Three months after Clay Bloodworth sustained life-threatening injuries in a Lexington crash, the UNC School of the Arts student is retiring his walker and getting back on his feet.
Bloodworth, 20, sustained two broken femurs, three broken vertebrae and several broken ribs after he was struck head-on by a woman driving 75 mph in a 35 mph zone in August.
“I’m really excited to get back to classes and see my friends,” said Bloodworth, who was visiting Winston-Salem this past week from Florida where he has been completing physical therapy. “I’m slowly getting back to normal.”
Bloodworth had titanium rods placed in his legs and underwent several surgeries to repair holes in his intestines after the Aug. 30 wreck. He had to take the fall semester off to recover.
Lashantha S. Wilson, 33, of Lexington, was charged with speeding 75 mph in a 35 mph-zone, reckless driving, driving left of center and failure to reduce speed to avoid an accident, the Davidson County District Attorney’s office said Thursday.
Wilson, who wasn’t injured in the wreck, is next scheduled to appear in court Jan. 11 in Davidson County.
“There’s been a lot of things to adjust to, like using a shower chair and re-learning to walk and other things I didn’t think I’d have to deal with at my age,” said Bloodworth, who is planning to return to school in January. “I want her to understand that she made a mistake that cost me a lot.”
Bloodworth was leaving his Lexington girlfriend’s home around 1 a.m. on Aug. 30 when he was struck.
Bloodworth, an aspiring filmmaker, said he doesn’t remember much from the accident or the following weeks, some of which he spent unconscious.

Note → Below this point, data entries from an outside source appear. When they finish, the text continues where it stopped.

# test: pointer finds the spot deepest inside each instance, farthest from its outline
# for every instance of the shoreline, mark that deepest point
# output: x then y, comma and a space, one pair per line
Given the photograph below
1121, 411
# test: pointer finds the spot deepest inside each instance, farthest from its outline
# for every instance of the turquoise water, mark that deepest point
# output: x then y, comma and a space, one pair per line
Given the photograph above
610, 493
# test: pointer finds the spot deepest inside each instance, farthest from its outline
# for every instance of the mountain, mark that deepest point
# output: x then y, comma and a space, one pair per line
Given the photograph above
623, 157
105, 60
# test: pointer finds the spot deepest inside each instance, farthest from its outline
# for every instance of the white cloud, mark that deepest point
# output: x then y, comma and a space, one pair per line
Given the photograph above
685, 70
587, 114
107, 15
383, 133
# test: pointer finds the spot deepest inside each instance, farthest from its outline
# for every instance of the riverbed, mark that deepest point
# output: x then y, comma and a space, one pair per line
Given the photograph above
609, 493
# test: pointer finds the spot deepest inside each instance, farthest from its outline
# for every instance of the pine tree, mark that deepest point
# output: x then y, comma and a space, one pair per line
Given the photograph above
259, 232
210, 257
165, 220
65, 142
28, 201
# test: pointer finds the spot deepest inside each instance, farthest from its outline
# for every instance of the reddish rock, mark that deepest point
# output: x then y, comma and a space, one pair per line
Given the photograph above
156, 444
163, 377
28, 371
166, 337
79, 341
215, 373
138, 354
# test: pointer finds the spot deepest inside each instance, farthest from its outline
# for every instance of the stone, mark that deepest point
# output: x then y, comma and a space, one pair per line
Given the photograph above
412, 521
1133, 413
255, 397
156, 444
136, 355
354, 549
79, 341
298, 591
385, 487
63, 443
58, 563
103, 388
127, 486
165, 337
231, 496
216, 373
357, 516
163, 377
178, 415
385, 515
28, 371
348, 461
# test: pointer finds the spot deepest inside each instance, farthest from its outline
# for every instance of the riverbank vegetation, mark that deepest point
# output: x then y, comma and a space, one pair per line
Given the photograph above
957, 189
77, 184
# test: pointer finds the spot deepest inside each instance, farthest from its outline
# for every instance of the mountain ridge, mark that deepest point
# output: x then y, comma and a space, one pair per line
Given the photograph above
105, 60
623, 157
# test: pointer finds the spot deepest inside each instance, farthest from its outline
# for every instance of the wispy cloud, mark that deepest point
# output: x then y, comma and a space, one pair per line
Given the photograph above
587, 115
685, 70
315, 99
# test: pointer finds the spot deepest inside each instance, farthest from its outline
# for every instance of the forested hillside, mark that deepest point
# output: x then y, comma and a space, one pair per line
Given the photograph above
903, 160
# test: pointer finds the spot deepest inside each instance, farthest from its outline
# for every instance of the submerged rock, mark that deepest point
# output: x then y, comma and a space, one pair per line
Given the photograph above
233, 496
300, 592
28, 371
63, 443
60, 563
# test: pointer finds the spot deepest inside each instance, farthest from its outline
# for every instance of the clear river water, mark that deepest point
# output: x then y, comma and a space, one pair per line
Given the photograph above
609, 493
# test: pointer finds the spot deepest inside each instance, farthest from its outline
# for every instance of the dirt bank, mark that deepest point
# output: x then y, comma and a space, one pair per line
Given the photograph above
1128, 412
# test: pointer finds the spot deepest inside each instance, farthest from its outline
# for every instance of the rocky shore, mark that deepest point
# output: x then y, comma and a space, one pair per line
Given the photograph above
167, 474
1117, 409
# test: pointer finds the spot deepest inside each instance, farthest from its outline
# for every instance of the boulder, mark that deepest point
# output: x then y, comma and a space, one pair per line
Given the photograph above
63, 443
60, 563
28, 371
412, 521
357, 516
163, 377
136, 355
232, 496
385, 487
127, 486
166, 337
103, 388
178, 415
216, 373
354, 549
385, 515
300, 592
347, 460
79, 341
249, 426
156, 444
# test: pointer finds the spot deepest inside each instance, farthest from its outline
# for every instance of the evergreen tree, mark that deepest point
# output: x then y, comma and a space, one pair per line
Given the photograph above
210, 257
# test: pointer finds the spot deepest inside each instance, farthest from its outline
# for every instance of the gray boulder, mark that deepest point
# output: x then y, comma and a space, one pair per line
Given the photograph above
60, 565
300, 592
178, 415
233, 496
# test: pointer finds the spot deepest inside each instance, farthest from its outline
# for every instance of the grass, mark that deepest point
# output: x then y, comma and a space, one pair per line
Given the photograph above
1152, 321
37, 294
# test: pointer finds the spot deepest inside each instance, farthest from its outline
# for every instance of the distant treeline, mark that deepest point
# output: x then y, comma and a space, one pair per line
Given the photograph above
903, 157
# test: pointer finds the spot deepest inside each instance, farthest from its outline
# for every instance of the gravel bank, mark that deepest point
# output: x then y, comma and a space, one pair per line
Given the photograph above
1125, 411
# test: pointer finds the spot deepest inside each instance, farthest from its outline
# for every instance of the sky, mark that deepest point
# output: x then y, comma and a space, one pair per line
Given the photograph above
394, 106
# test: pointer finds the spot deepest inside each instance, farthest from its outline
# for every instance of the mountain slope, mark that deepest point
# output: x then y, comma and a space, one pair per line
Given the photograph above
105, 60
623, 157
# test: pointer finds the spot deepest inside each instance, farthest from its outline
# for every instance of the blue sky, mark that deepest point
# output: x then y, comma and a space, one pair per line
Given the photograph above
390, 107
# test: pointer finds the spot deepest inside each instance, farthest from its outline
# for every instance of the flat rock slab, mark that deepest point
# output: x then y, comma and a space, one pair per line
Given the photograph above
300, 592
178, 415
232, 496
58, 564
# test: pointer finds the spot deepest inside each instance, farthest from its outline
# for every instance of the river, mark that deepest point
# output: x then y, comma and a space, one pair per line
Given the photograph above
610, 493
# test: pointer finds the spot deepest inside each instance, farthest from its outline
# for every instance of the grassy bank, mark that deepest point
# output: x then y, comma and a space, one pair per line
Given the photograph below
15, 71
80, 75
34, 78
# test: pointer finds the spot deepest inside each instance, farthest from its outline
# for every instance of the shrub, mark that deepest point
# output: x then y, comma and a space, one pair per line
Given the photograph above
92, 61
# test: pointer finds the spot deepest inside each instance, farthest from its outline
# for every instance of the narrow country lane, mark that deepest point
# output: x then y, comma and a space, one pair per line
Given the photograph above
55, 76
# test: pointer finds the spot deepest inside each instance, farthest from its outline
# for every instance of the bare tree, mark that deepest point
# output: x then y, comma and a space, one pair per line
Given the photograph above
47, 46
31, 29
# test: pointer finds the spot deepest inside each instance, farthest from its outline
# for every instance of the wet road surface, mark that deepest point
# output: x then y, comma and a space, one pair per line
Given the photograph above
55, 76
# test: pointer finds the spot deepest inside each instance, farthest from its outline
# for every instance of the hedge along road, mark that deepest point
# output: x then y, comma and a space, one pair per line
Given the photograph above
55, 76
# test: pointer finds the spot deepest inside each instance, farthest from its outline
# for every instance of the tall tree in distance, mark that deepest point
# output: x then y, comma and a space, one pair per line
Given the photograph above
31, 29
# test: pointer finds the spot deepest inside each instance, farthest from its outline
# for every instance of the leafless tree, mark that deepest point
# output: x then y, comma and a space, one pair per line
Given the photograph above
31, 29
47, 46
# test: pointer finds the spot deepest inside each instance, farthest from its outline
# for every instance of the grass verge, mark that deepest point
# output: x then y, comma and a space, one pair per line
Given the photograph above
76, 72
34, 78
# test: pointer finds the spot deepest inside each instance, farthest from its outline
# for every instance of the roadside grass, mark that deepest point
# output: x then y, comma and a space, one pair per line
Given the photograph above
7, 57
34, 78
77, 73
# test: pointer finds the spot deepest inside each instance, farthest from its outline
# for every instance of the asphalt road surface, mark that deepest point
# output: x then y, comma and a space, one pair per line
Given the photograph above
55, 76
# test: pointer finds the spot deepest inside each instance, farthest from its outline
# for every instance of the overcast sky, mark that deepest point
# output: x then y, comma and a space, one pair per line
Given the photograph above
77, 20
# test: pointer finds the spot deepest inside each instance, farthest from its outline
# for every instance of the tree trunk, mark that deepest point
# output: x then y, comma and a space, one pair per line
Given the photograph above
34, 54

“It’s been a long road. He’s very lucky he survived,” his mother, Stacey Bloodworth, said. “He’s been getting better, but he’s only just got to the point where his stomach is closed from all the operations repairing his abdomen.”
After Bloodworth was declared stable in late September, he was transported by ambulance from Wake Forest Baptist Medical Center to a hospital in Florida near where his parents live, his mother said.
He spent the month of October doing three hours of occupational and physical therapy a day at a specialty hospital as he learned to walk again, Bloodworth said. He can now walk short distances without his walker.
“It’s been pretty hard. My femurs feel different,” he said. “I can walk more, but it still hurts after a little while.”
While Bloodworth has made progress, doctors said he could continue to deal with repercussions from the accident for a while to come.
But, a small silver lining has been all the interesting people he’s met along the journey, he said. From physical therapists to hospital employees, he envisions them as future characters in the films he makes.
Bloodworth, who began making movies when he was 13, has received awards from around the country, including best student film at the Illinois Film Festival in 2016 and a silver award at the Fort Lauderdale International Film Festival in 2014, when he was in high school.
He likes to make “documentary-esque dramas,” he said.
“At a certain point, I realized I spent too much of my free time just watching movies, so I figured I’d spend my time trying to make them,” Bloodworth said.
In October, UNCSA held a showing of Bloodworth’s favorite film, “George Washington,” directed by school alumnus David Gordon Green, as a fundraiser.
The community also raised nearly $8,000 on Go Fund Me to help his family with hospital and rehabilitation bills.
Bloodworth said he plans to continue school in January as a third-year student and is working on arranging an independent study with a professor so he can get up to speed on his studies.
“It’s definitely been frustrating, but I’m excited for next semester,” Bloodworth said. “This has changed my life.”